"Error in using CashedDatabaseExampleSourse"

Anki · June 2011

Hi..This is Anki.....I am new to this community.

I am using SQL Server 2005 (Microsoft) as Database in local system. Because of the large database I am trying to access the data using
operator CashedDatabaseExampleSourse to work directly on database. All connections set correct, but the error is

Error in: CachedDatabaseExampleSource (CachedDatabaseExampleSource)
Database error occurred: Incorrect syntax near 'AUTO_INCREMENT'
-------------------------------------------------------------------------------------
The JDBC driver has thrown an SQLException. This may because of a lack of privileges, wrong table name or url and similar problems. Please note that some databases are case sensitive. Details are given in the message.
What could be the reason? I have takencare of database name, table names, field names...
Please Help me

Yours
Anki

keith · July 2011

Which version of RapidMiner are you using? Does the error still occur when you use the non-cached read database operator (reading a subset of rows since your data is large)? In SQL Server you can limit the # of rows coming back using the TOP keyword in your SELECT statement:

SELECT TOP 1000 * FROM MYTABLE

Anki · July 2011

Hi Keith,

This error comes for me when I used version RM 4.5. So I have switched to Latest Ver 5. Here also same error is coming when I used "Stream Database". When I used "Read Database" in (Version 5) operater It is working properly. I have 4 millon examples in my table.
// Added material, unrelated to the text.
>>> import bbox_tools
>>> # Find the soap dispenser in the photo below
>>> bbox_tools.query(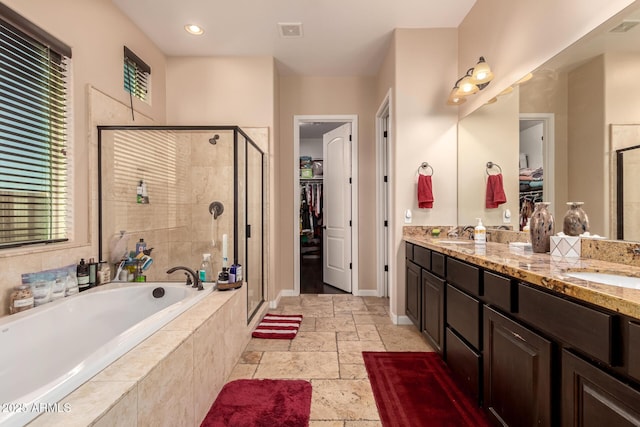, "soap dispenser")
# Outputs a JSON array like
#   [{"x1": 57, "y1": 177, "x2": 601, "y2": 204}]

I am not getting exactly what to do. Can u please eloborate the solution.

Thank you Keith

Yours
Anki

keith · July 2011

Upgrading to RM version 5 will help since it's the latest and best supported.

All I was asking you to do was to check if the problem occurred with any database operator or just the Stream Database version. Since you had a lot of data, I suggested testing with a smaller subset of data (TOP 1000 rows, for example) rather than the whole 4 million. From your last response, it sounds like you have now tested with the regular version of the operator in RM 5, which worked, but the stream option still didn't . I don't have experience with the stream database option, so may not be of much more help.

Strange thing is that I don't think AUTO_INCREMENT is a valid SQL Server keyword (it uses IDENTITY for system generated unique columns). Are you specifying a query in the operator to retrieve the rows? If so, what is the SQL statement you are using? Is this a query that originated from another (non-SQL Server) database system? Does the query work if you run it directly against the database outside of RM?

Anki · July 2011

Hi Keith.

I am trying to read entire table from MS SQL Server 2005.

select * from CUST_TRANSACTIONS;

I have written query in query tab. and all the data in SQL Server only.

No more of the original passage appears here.